У Саши были другие предложения. Выдувая дым из окна такси, она на ломаном итальянском объясняла водителю дорогу. Петляя, то и дело скрежеща тормозами и игнорируя запрещающие знаки на улочках с односторонним движением, они в конце концов выехали на вершину высокого холма - это был богатый район Вомеро, здесь Тед еще не бывал. Пошатываясь от долгого кружения, он расплатился с водителем и направился к Саше, которая молча стояла к нему спиной в просвете между домами. Плоский сверкающий город раскинулся внизу, лениво оползая в море. Хокни, подумал Тед. Дибенкорн. Джон Мур. В отдалении темнел совершенно безобидный Везувий. Он представил, как рядом с ним стоит слегка другая Сьюзен, впитывает в себя сказочную панораму.
- Отсюда лучший вид на город, - сказала Саша с вызовом, и Тед понял, что она ждет его реакции.
- Прекрасный вид, - заверил ее он. И позже, когда они уже покинули смотровую площадку и не спеша шли по тихим, обсаженным деревьями улочкам: - Из всего, что я успел посмотреть в Неаполе, это самый приличный район.
- Я живу тут неподалеку, - сообщила Саша. - Несколько улиц отсюда.
Тед окинул ее скептическим взглядом.
- Сказала бы, я бы приехал прямо сюда. Тебе бы не пришлось тащиться ко мне через весь город.
- Сомневаюсь, чтобы ты без меня добрался куда надо, - сказала Саша. - Иностранцам трудно в Неаполе. Их тут часто грабят.
- А ты разве не иностранка?
- Формально да. Но я знаю, как себя вести.
Тед с Сашей дошли до небольшой площади, запруженной мальчиками и девочками в черных кожаных куртках - видимо студентами (эта братия во всех краях ухитряется выглядеть одинаково), и все они были на «веспах»: одни подъезжали или отъезжали, другие сидели, лежали или стояли на «веспах» - в самых разных позах. Площадь вибрировала от скопления «весп»; их выхлопные газы подействовали на Теда как легкий наркотик. На заднем плане кордебалетом выстроились черные, на фоне беллиниевского неба, пальмы. Саша пробиралась между студентами, сосредоточенно глядя прямо перед собой.

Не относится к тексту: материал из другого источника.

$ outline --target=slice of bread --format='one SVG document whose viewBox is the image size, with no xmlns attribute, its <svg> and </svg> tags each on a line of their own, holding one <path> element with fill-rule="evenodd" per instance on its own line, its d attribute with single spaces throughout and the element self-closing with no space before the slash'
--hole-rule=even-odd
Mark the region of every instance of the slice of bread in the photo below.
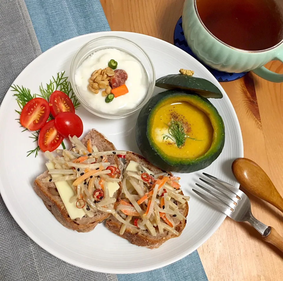
<svg viewBox="0 0 283 281">
<path fill-rule="evenodd" d="M 86 145 L 87 142 L 89 138 L 91 139 L 92 145 L 96 145 L 98 151 L 115 150 L 116 149 L 113 143 L 94 129 L 89 131 L 83 139 L 82 142 Z M 120 171 L 123 170 L 123 164 L 117 156 L 109 156 L 108 159 L 111 164 L 116 164 Z M 98 223 L 109 217 L 110 214 L 98 210 L 94 213 L 94 215 L 92 218 L 86 215 L 81 218 L 71 220 L 59 193 L 56 192 L 57 190 L 55 184 L 53 183 L 44 183 L 42 180 L 48 175 L 48 171 L 45 171 L 36 178 L 34 184 L 34 189 L 36 194 L 42 199 L 46 208 L 64 226 L 79 232 L 88 232 L 93 230 Z M 115 192 L 113 196 L 117 200 L 115 208 L 121 196 L 121 183 L 119 185 L 120 188 Z"/>
<path fill-rule="evenodd" d="M 126 155 L 124 169 L 126 168 L 131 160 L 140 163 L 155 173 L 161 173 L 164 171 L 154 166 L 142 156 L 130 152 L 127 152 Z M 187 202 L 186 202 L 185 203 L 182 204 L 177 202 L 177 205 L 179 206 L 180 212 L 186 218 L 189 211 L 189 205 Z M 179 236 L 186 226 L 186 220 L 183 220 L 180 221 L 174 218 L 173 218 L 173 219 L 176 224 L 175 229 L 179 232 L 178 236 Z M 150 249 L 158 248 L 168 239 L 177 237 L 165 230 L 164 230 L 163 234 L 160 234 L 157 228 L 155 228 L 156 236 L 153 236 L 147 230 L 142 230 L 140 228 L 132 226 L 127 226 L 124 234 L 121 235 L 119 233 L 122 225 L 121 223 L 112 215 L 106 221 L 106 227 L 113 233 L 126 239 L 132 244 Z"/>
</svg>

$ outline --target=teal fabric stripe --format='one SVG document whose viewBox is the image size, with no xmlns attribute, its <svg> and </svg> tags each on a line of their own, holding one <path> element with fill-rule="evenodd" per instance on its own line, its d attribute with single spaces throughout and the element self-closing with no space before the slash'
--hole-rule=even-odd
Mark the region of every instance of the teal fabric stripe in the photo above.
<svg viewBox="0 0 283 281">
<path fill-rule="evenodd" d="M 118 281 L 208 281 L 196 251 L 161 268 L 142 273 L 117 274 L 117 277 Z"/>
<path fill-rule="evenodd" d="M 110 28 L 99 0 L 25 0 L 42 52 L 70 38 Z"/>
<path fill-rule="evenodd" d="M 25 2 L 43 52 L 76 36 L 110 30 L 99 0 L 25 0 Z M 119 274 L 117 276 L 119 281 L 208 280 L 196 251 L 162 268 L 136 274 Z"/>
</svg>

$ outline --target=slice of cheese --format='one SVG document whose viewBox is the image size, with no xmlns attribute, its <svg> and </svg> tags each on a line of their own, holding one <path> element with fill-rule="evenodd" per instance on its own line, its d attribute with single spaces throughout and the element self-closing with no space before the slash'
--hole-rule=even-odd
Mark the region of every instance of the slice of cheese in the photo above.
<svg viewBox="0 0 283 281">
<path fill-rule="evenodd" d="M 107 182 L 107 188 L 109 191 L 109 197 L 113 197 L 114 193 L 119 189 L 120 186 L 118 183 Z"/>
<path fill-rule="evenodd" d="M 48 170 L 55 169 L 53 163 L 48 162 L 46 164 Z M 62 177 L 62 175 L 51 175 L 53 178 Z M 66 181 L 58 181 L 54 183 L 56 186 L 60 197 L 65 205 L 71 220 L 74 220 L 78 218 L 82 218 L 85 213 L 82 209 L 79 209 L 76 206 L 76 202 L 70 203 L 71 198 L 75 195 L 75 192 L 70 185 Z"/>
<path fill-rule="evenodd" d="M 139 171 L 139 165 L 140 164 L 139 164 L 138 163 L 137 163 L 134 161 L 131 160 L 130 161 L 129 165 L 127 166 L 127 168 L 126 168 L 126 170 L 131 171 L 132 172 L 138 172 Z M 154 175 L 154 173 L 152 172 L 151 171 L 150 171 L 150 170 L 149 170 L 148 169 L 147 169 L 144 166 L 142 166 L 142 168 L 146 171 L 147 173 L 149 175 L 150 175 L 151 174 L 152 175 Z"/>
</svg>

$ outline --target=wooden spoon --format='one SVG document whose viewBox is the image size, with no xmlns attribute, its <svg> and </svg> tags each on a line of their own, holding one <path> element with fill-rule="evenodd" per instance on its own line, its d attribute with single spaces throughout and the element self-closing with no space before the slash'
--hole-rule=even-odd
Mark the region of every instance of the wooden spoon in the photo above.
<svg viewBox="0 0 283 281">
<path fill-rule="evenodd" d="M 257 164 L 246 158 L 238 158 L 232 164 L 232 170 L 245 189 L 283 212 L 283 198 L 268 176 Z"/>
<path fill-rule="evenodd" d="M 257 164 L 246 158 L 238 158 L 232 164 L 232 170 L 245 189 L 283 212 L 283 198 L 269 177 Z M 267 233 L 265 233 L 262 236 L 263 240 L 283 252 L 283 237 L 271 227 L 266 231 Z"/>
</svg>

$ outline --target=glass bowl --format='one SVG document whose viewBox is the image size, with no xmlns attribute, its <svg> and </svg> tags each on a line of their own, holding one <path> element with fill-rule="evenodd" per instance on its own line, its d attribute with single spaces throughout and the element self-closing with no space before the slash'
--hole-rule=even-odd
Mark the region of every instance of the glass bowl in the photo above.
<svg viewBox="0 0 283 281">
<path fill-rule="evenodd" d="M 76 85 L 75 75 L 77 68 L 89 56 L 103 49 L 117 49 L 130 54 L 143 66 L 147 76 L 148 85 L 144 99 L 134 108 L 125 110 L 122 113 L 111 114 L 102 112 L 91 107 L 84 100 Z M 108 66 L 106 66 L 105 67 Z M 128 39 L 116 36 L 106 36 L 92 40 L 83 45 L 77 52 L 71 64 L 71 84 L 73 90 L 82 105 L 92 113 L 108 119 L 124 118 L 131 115 L 140 109 L 151 96 L 155 83 L 155 73 L 151 60 L 147 54 L 139 46 Z"/>
</svg>

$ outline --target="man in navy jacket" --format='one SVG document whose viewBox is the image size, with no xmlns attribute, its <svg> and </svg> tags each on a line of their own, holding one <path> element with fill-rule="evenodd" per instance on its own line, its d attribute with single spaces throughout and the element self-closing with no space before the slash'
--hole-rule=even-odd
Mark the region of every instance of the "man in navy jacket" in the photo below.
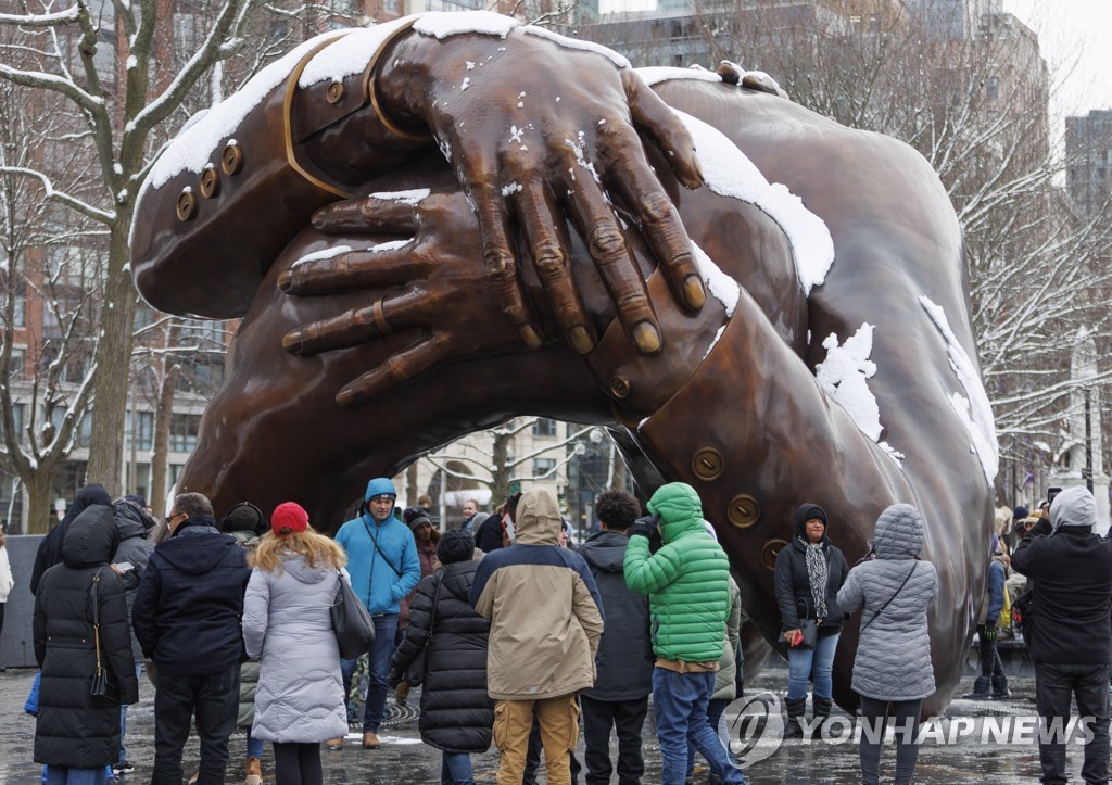
<svg viewBox="0 0 1112 785">
<path fill-rule="evenodd" d="M 251 572 L 201 494 L 177 497 L 167 524 L 170 537 L 151 554 L 132 610 L 136 638 L 158 668 L 151 783 L 181 783 L 181 749 L 196 714 L 197 782 L 218 785 L 239 707 L 239 624 Z"/>
<path fill-rule="evenodd" d="M 1054 497 L 1050 520 L 1035 524 L 1012 556 L 1012 567 L 1034 582 L 1027 650 L 1035 664 L 1035 702 L 1043 726 L 1039 758 L 1048 785 L 1069 782 L 1062 728 L 1074 697 L 1092 733 L 1081 778 L 1108 782 L 1112 540 L 1094 534 L 1095 524 L 1093 495 L 1066 488 Z"/>
</svg>

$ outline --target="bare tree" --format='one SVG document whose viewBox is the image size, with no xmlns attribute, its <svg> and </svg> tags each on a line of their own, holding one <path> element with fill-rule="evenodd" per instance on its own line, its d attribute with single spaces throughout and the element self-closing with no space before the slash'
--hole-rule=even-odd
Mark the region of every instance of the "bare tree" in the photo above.
<svg viewBox="0 0 1112 785">
<path fill-rule="evenodd" d="M 7 6 L 7 8 L 6 8 Z M 157 147 L 193 109 L 218 100 L 306 37 L 302 20 L 334 14 L 316 6 L 254 13 L 255 0 L 177 3 L 158 0 L 76 0 L 54 11 L 41 0 L 4 0 L 0 11 L 0 82 L 16 88 L 23 106 L 72 118 L 68 148 L 33 129 L 23 142 L 34 161 L 4 162 L 8 177 L 40 189 L 40 200 L 96 223 L 103 264 L 90 286 L 101 308 L 87 385 L 95 398 L 88 479 L 121 489 L 126 401 L 133 347 L 136 294 L 128 267 L 135 196 Z M 248 42 L 250 44 L 248 46 Z M 238 54 L 244 57 L 234 60 Z M 225 68 L 226 63 L 234 68 Z M 58 106 L 64 107 L 61 112 Z M 59 157 L 72 150 L 80 177 L 59 179 Z M 72 221 L 72 219 L 70 219 Z"/>
</svg>

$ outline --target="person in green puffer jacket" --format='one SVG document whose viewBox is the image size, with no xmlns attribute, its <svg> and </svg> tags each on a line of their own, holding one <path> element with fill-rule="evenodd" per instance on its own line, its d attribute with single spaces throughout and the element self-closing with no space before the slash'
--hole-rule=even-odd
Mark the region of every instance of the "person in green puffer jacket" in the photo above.
<svg viewBox="0 0 1112 785">
<path fill-rule="evenodd" d="M 681 785 L 688 739 L 726 785 L 745 783 L 707 724 L 729 615 L 729 559 L 703 528 L 703 504 L 684 483 L 661 486 L 648 501 L 663 545 L 649 553 L 652 519 L 629 528 L 623 570 L 631 590 L 648 595 L 653 708 L 664 758 L 663 785 Z"/>
</svg>

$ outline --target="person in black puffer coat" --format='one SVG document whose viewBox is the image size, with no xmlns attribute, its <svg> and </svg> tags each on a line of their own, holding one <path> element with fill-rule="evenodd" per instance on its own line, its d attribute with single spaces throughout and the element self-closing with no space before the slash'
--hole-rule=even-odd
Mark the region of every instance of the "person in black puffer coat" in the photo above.
<svg viewBox="0 0 1112 785">
<path fill-rule="evenodd" d="M 494 703 L 487 696 L 487 636 L 490 623 L 470 603 L 475 540 L 469 531 L 444 533 L 436 555 L 443 565 L 417 586 L 409 625 L 394 653 L 387 684 L 396 687 L 425 653 L 420 737 L 444 753 L 441 782 L 470 785 L 469 753 L 490 746 Z"/>
<path fill-rule="evenodd" d="M 123 586 L 108 566 L 118 544 L 112 508 L 87 507 L 68 527 L 62 563 L 47 569 L 38 585 L 33 638 L 42 685 L 34 762 L 48 765 L 58 782 L 75 774 L 92 777 L 89 782 L 103 778 L 120 753 L 120 704 L 139 700 Z M 90 694 L 98 638 L 90 604 L 93 578 L 98 578 L 100 662 L 119 687 L 112 702 Z"/>
<path fill-rule="evenodd" d="M 837 592 L 850 574 L 850 565 L 831 543 L 828 533 L 826 511 L 818 505 L 801 505 L 795 510 L 795 537 L 776 556 L 776 602 L 788 646 L 784 738 L 803 735 L 800 721 L 806 714 L 808 677 L 815 683 L 812 708 L 820 723 L 815 731 L 830 716 L 833 704 L 831 672 L 843 620 Z M 815 619 L 818 626 L 813 649 L 793 644 L 807 619 Z"/>
</svg>

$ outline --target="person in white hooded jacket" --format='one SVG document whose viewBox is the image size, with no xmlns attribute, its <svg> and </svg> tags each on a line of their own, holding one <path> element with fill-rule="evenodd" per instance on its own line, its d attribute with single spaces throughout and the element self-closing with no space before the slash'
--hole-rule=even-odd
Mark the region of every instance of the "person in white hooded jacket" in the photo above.
<svg viewBox="0 0 1112 785">
<path fill-rule="evenodd" d="M 286 501 L 250 556 L 244 644 L 259 659 L 251 736 L 271 742 L 278 785 L 324 781 L 320 743 L 347 733 L 340 654 L 329 608 L 346 562 L 335 541 Z"/>
<path fill-rule="evenodd" d="M 0 524 L 0 635 L 3 634 L 3 609 L 14 586 L 16 578 L 11 575 L 11 563 L 8 560 L 8 537 L 4 535 L 3 524 Z M 0 670 L 3 669 L 3 664 L 0 663 Z"/>
</svg>

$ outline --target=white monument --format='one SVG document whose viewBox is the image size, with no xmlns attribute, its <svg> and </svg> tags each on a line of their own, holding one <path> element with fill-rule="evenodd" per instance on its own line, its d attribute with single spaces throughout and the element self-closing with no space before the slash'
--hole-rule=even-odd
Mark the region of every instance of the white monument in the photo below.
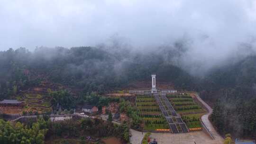
<svg viewBox="0 0 256 144">
<path fill-rule="evenodd" d="M 155 74 L 151 74 L 152 77 L 152 89 L 151 89 L 151 93 L 157 93 L 157 90 L 155 88 Z"/>
</svg>

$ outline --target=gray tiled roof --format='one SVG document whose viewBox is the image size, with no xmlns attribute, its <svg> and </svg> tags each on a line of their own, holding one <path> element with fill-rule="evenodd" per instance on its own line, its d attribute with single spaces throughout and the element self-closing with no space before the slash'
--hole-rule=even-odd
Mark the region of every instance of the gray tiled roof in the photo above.
<svg viewBox="0 0 256 144">
<path fill-rule="evenodd" d="M 16 99 L 4 99 L 3 101 L 0 101 L 0 103 L 20 104 L 21 103 L 21 102 Z"/>
</svg>

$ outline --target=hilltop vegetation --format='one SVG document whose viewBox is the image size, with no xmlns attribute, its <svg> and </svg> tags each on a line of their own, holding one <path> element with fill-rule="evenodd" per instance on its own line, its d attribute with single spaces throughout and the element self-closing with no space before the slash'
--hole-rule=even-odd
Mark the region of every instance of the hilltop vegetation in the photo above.
<svg viewBox="0 0 256 144">
<path fill-rule="evenodd" d="M 195 77 L 168 61 L 179 58 L 182 53 L 179 48 L 144 54 L 91 47 L 39 47 L 33 52 L 24 48 L 9 49 L 0 52 L 0 99 L 14 98 L 20 90 L 37 86 L 45 81 L 78 91 L 76 98 L 82 98 L 92 92 L 101 94 L 120 90 L 132 82 L 148 80 L 151 73 L 156 72 L 158 81 L 171 82 L 178 90 L 198 91 L 210 104 L 215 104 L 212 120 L 220 133 L 256 135 L 251 111 L 255 107 L 251 101 L 256 96 L 256 56 L 222 64 L 203 77 Z M 61 94 L 73 96 L 72 93 L 52 95 L 56 97 Z M 72 99 L 63 98 L 63 101 Z M 56 105 L 54 99 L 51 102 Z"/>
</svg>

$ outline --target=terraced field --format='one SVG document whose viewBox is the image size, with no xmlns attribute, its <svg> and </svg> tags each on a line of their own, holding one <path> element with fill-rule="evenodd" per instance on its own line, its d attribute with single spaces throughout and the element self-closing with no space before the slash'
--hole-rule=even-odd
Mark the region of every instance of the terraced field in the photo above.
<svg viewBox="0 0 256 144">
<path fill-rule="evenodd" d="M 145 130 L 155 131 L 156 129 L 169 128 L 153 96 L 137 95 L 136 106 L 139 117 L 144 120 Z"/>
<path fill-rule="evenodd" d="M 200 117 L 206 111 L 189 94 L 166 96 L 176 112 L 182 116 L 189 128 L 201 127 Z"/>
<path fill-rule="evenodd" d="M 17 99 L 25 102 L 23 111 L 29 113 L 38 113 L 51 112 L 50 97 L 47 95 L 47 91 L 43 88 L 31 89 L 22 91 Z"/>
</svg>

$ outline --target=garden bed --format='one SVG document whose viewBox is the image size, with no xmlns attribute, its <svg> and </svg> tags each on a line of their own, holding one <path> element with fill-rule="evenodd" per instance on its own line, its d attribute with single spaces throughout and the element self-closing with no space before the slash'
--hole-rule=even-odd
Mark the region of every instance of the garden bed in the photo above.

В ресторане с видом на площадь она выбрала столик возле окна и заказала для них обоих пиццу и жареные цветки цукини. Она то и дело поглядывала в окно, на мальчиков и девочек с «веспами», и было пронзительно ясно, что ей хочется быть среди них.
- Знаешь кого-нибудь из этих ребят? - спросил Тед.
- Это студенты, - ответила она пренебрежительно; прозвучало как: «это никто».
- Примерно твои ровесники, да?
Саша пожала плечами.
- Они почти все живут дома, - сказала она. - Дядя Тедди, расскажи о себе. Ты все еще преподаешь историю искусств? Наверное, уже профессор?
Тед опять подивился ее цепкой памяти - и слегка напрягся, как всегда, когда ему приходилось говорить о своей работе: теперь он уже и сам с трудом представлял, как когда-то, поправ родительские надежды и влезая в чудовищные долги, корпел над диссертацией и доказывал миру (с горячностью, о которой неловко вспоминать), что посредством своего характерного мазка Сезанн пытался изобразить звук; в частности, на летних пейзажах - гипнотическое пение цикад.
- Я исследую влияние греческой скульптуры на французских импрессионистов. - Сказать это вдохновенно не получилось, хотя он старался.
- Твою жену зовут Сьюзен, - задумчиво проговорила Саша. - Она ведь блондинка, да?
- Да, верно, Сьюзен блондинка.
- А у меня раньше были рыжие волосы.
- Они и сейчас рыжие, - сказал он.
- Но не как раньше. - Она смотрела на него, ждала подтверждения.
- Да, не как раньше.
Пауза.
- Ты любишь ее? Сьюзен?
Этот бесстрастный вопрос угодил ему прямо в солнечное сплетение.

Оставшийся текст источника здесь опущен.